One option is to manually implement this sanitization step on the query string. For example, you could create logic that replaces an asterisk * with a %2A after passing the whole query to encodeURIComponenent:

const query = `SELECT * FROM uri_encoding_80001_2752`
const encoded = encodeURIComponent(query)
// The `*` isn't escaped properly
// SELECT%20*%20FROM%20uri_encoding_80001_2752

const encodeAsterisk = encoded.replace(/\*/g, '%2A');
// SELECT%20%2A%20FROM%20uri_encoding_80001_2752

By using a regex, you can search for each one of these characters and replace them with the corresponding percent encoding. You could also leverage existing libraries — one example to check out is something like url-encode-decode.

Encoding in Solidity

Currently, there aren’t any great libraries for Solidity URI encoding.
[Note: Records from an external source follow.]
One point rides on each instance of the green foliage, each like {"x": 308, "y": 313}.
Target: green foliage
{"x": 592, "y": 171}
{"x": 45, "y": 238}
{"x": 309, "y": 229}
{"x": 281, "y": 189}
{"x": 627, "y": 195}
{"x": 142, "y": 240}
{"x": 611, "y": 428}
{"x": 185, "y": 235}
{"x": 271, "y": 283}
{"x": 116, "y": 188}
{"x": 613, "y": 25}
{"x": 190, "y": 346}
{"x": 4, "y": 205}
Instead, it’s easiest to perform the encoding using some other language or leverage an online URL encoding tool, like https://www.urlencoder.org.

Once you have the proper URI formed, the next step is to include it in a contract. One helpful library for this is the Strings library, by OpenZeppelin. It’s also important to note that, prior to Solidity 0.8.12, there was an issue with strings and concatenating them together — a common pattern in the Tableland SQL-in-Solidity world. Take a simple example of a query that using string templating:

function tokenURI(string memory _tableName) public view returns (string memory) {
	string memory base = _baseURI();
	// Here, the baseURI is:
	// https://testnet.tableland.network/query?unwrap=true&extract=true&s=
  return string.concat(
	// Thus, the full string is:
	// https://testnet.tableland.network/query?unwrap=true&extract=true&s=SELECT%20%2A%20FROM%20<table_name_param>

The main callout — this tokenURI method produced the percent encoded URI ("SELECT%20%2A%20FROM%20") outside of Solidity.